Jean jumped, and whipped around to see Marco hovering in the open door way, his arms crossed over his chest and his shoulders curling in on themselves once again. He hadn’t heard him approach.
“I- I just wanted to say, I really appreciate you doing all this for me.” Marco made a vague gesture behind him. “It’s too kind, really, and I know you don’t necessarily have it much easier but—”
But he was standing there, he was standing there, by God he was standing there, and Jean was past the point of caring. Nothing had turned out as either of them had planned, so why bother sticking to one now?
He dropped the bed sheet, went straight up to Marco, and kissed him.
Marco recoiled so quickly and viciously Jean initially thought he was about to push him off—but then his wrists were in Marco’s hands and his tongue in the pink velvet of Marco’s mouth, and his breath was hot and ragged against his own. His chest pulsed with life, vigour pounding through the cords of his neck, his skin flushed beneath Jean’s fingers. He didn’t smell of anyone at all but himself; part print-and-ink, part dust, and part something that was entirely his own.

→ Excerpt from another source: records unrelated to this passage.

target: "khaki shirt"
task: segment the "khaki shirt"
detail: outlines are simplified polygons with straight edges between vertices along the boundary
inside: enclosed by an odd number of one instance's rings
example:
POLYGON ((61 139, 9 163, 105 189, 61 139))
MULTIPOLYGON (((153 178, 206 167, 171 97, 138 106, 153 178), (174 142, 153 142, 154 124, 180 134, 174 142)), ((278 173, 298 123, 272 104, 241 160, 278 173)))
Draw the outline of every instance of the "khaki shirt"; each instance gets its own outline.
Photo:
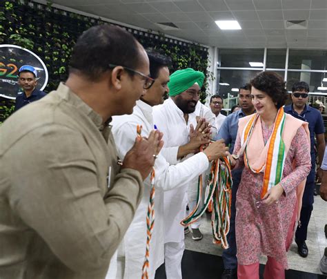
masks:
POLYGON ((0 278, 103 278, 143 195, 110 127, 61 84, 0 127, 0 278))

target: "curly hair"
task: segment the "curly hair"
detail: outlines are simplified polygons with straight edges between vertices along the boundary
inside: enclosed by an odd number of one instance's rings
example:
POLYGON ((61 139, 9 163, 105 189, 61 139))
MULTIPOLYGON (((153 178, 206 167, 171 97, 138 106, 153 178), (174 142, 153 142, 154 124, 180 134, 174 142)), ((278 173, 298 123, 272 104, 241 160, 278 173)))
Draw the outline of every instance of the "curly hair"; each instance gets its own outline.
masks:
POLYGON ((285 81, 275 72, 261 72, 250 83, 256 89, 267 94, 276 104, 277 108, 283 106, 288 98, 285 81))

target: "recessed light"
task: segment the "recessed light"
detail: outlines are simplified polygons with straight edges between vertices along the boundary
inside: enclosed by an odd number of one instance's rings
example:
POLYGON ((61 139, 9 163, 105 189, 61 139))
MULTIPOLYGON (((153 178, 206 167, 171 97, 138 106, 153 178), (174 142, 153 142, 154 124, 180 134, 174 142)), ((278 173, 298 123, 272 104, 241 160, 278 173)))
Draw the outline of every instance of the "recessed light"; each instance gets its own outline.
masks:
POLYGON ((264 63, 262 62, 248 62, 251 67, 263 67, 264 63))
POLYGON ((217 20, 215 21, 221 30, 241 30, 241 27, 236 20, 217 20))

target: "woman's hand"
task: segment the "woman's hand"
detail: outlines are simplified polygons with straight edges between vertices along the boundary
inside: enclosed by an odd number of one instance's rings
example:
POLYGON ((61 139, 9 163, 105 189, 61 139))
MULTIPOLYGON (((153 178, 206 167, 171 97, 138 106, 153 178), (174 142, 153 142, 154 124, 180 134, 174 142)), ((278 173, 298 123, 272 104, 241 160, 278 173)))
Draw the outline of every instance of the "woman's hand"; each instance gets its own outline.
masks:
POLYGON ((279 184, 275 185, 266 193, 262 199, 262 203, 266 205, 272 204, 274 202, 278 203, 283 193, 283 187, 279 184))

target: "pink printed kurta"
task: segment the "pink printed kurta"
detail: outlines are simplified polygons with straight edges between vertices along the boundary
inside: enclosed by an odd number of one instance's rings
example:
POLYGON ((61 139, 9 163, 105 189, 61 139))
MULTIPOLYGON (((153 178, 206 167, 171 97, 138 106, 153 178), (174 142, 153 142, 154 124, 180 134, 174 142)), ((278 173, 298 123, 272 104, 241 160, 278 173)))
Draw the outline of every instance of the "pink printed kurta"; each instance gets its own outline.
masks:
MULTIPOLYGON (((263 125, 262 134, 267 142, 272 129, 263 125)), ((234 153, 241 147, 239 133, 234 153)), ((243 160, 241 156, 240 160, 243 160)), ((244 164, 244 162, 239 162, 244 164)), ((238 164, 238 165, 239 165, 238 164)), ((280 182, 284 193, 278 203, 271 205, 256 202, 260 200, 264 173, 253 173, 247 168, 242 172, 236 199, 236 242, 237 260, 248 265, 259 262, 262 254, 274 258, 288 269, 286 240, 297 200, 296 187, 310 169, 310 146, 308 135, 301 126, 292 141, 285 160, 283 178, 280 182), (293 162, 295 161, 293 169, 293 162)))

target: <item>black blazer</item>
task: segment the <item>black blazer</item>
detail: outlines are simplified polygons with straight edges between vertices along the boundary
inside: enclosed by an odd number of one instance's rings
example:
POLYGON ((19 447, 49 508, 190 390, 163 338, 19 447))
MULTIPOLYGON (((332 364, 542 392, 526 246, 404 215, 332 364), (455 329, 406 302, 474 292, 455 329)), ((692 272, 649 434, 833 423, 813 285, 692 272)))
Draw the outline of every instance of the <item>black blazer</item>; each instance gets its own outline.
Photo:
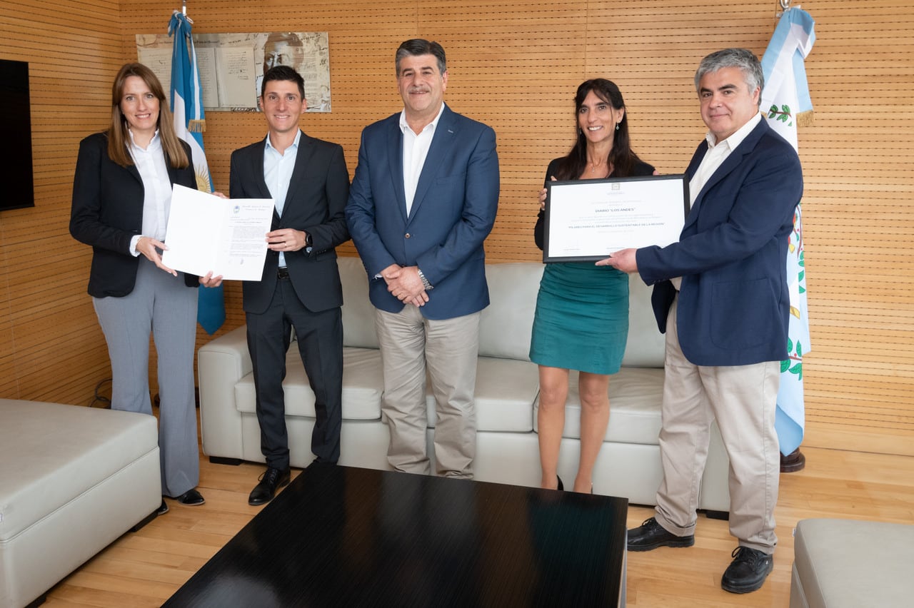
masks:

Jean withdrew, breathless, his chest heaving, meeting Marco’s partially shocked, partially wistful gaze.
“Merry Christmas,” he said, before they collided once again.
…
The bed was empty when Jean woke on Christmas morning He rolled over, fingers outstretched, seeking some semblance of warmth only to find nothing but an expanse of empty sheets.
Disappointment roiled within his gut as he slowly shifted himself upright, rubbing the corner of his eyes. His chest was marked with purple blemishes the shape of Marco’s mouth. He ran his fingers around each one, closing his eyes and savouring the memory of his hands and mouth and taste.
Jean could still feel him in between his teeth.
He tried calling his name, but there was no response. The flat was empty.
Jean clambered out of bed and went over to the doorway, toes curling against the freezing floorboards, just to make sure.
Marco’s things were gone.
His ribs constricted around something in his chest in an attempt to keep it from withering. He was gone, and Jean hadn’t even been awake to see him leave. Maybe that was it. That was all Marco had needed, just one night, and that was it.
But then he saw it.
One last book-shaped parcel, left, very deliberately on the kitchen table.
Jean pulled the paper away, cracked the spine, and began to read.